First, some background. I have a weblog I’ve been running since 2002, switching from B2 to WordPress and changing the permalink structure twice (with appropriate HTTP redirects each time) as nicer structures became available. Unfortunately, some spiders kept hitting the old URLs over and over again, despite the fact that they forwarded with a 301 permanent redirect to the new locations. So, foolishly, I added the old links to robots.txt to get the spiders to stop.
Flash forward to earlier this week. I’ve made a post on Slashdot, which reminds me of a review I did of Might and Magic IX nearly four years ago. I head to my blog, pull up the post… and to my horror, discover that it’s missing half a sentence at the beginning of a paragraph and I don’t remember the sense of what I originally wrote!
My backups are too recent (ironic, that), so I hit the Wayback Machine. They only have the post going back to 2004, which is still missing the chunk of text. Then I remember that the link structure was different, so I try hitting the oldest archived copies of the main page, and I’m able to pull up the summary with a link to the original location.

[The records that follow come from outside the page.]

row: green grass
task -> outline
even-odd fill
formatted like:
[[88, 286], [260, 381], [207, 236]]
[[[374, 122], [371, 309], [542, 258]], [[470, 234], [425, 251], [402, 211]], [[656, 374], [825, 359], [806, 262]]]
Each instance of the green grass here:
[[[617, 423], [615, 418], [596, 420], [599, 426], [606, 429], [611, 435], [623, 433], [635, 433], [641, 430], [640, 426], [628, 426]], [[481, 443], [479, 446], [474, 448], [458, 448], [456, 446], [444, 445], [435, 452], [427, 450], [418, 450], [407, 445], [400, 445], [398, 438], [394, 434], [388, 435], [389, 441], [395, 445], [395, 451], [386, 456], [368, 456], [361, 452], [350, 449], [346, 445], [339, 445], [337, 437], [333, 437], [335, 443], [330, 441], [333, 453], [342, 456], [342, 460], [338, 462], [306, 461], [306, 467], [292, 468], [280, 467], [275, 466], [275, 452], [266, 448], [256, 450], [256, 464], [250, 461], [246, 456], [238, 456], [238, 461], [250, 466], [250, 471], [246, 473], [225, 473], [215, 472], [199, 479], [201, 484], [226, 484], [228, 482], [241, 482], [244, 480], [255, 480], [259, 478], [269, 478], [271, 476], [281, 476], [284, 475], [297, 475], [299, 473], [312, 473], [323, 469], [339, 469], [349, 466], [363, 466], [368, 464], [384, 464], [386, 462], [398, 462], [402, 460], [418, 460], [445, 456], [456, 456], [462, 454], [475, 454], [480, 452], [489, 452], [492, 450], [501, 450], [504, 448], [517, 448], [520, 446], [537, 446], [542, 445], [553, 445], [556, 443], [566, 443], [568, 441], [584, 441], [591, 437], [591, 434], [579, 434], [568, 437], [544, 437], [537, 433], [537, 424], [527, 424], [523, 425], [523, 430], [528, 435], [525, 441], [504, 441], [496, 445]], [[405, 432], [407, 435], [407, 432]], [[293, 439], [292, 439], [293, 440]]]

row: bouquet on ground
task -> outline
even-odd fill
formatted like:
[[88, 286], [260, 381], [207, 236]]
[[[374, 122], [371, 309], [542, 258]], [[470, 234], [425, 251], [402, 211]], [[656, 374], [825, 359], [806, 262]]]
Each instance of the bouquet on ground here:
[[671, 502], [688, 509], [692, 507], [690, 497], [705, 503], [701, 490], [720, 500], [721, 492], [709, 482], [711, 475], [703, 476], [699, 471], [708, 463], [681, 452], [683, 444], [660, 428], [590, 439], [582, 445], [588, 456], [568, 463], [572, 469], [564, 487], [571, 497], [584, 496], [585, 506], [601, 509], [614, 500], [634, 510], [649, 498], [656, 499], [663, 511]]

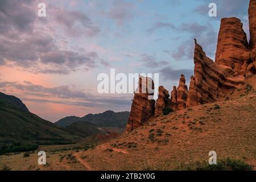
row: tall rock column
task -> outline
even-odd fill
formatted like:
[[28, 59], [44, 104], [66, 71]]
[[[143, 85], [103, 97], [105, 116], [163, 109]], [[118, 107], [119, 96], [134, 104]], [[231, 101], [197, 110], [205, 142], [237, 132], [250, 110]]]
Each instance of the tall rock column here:
[[[154, 115], [155, 101], [154, 100], [149, 99], [149, 96], [153, 96], [154, 93], [148, 92], [148, 86], [152, 86], [152, 89], [154, 90], [153, 80], [151, 78], [140, 76], [138, 87], [133, 100], [131, 112], [126, 126], [127, 131], [131, 131], [133, 129], [142, 126]], [[145, 90], [143, 88], [147, 89]]]
[[246, 75], [256, 74], [256, 0], [250, 1], [248, 9], [250, 28], [250, 56]]
[[250, 47], [254, 49], [256, 46], [256, 0], [250, 0], [248, 9], [249, 28], [250, 28]]
[[169, 101], [170, 94], [167, 90], [163, 86], [158, 89], [158, 98], [155, 104], [155, 117], [163, 114], [163, 110], [166, 107]]
[[185, 76], [180, 76], [180, 82], [177, 88], [177, 104], [178, 109], [181, 110], [186, 108], [187, 98], [188, 97], [188, 86], [185, 84]]
[[187, 100], [187, 107], [198, 105], [197, 93], [196, 89], [196, 80], [193, 76], [191, 77], [189, 89], [188, 91], [188, 99]]
[[174, 86], [174, 89], [171, 93], [170, 107], [174, 111], [176, 111], [178, 109], [178, 105], [177, 104], [177, 88], [176, 86]]
[[241, 20], [234, 17], [222, 18], [218, 37], [215, 63], [232, 73], [240, 73], [245, 60], [241, 56], [247, 51], [246, 34]]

I click on it… and I see:
Excluded by robots.txt (or words to that effect).
Now this is a page that was not blocked at the time that ia_archiver spidered it, but that was later blocked. The Wayback machine retroactively blocked access to the page based on the robots.txt content. I searched through the documentation and couldn’t determine whether the data had actually been removed or just blocked, so I decided to alter my site’s robots.txt file, fire off a request for clarification, and see what happened.
As it turns out, several days later, they unblocked the file, and I was able to restore the missing text.
In summary, the Wayback Machine will block end-users from accessing anything that is in your current robots.txt file. If you remove the restriction from your robots.txt, it will re-enable access, but only if it had archived the page in the first place.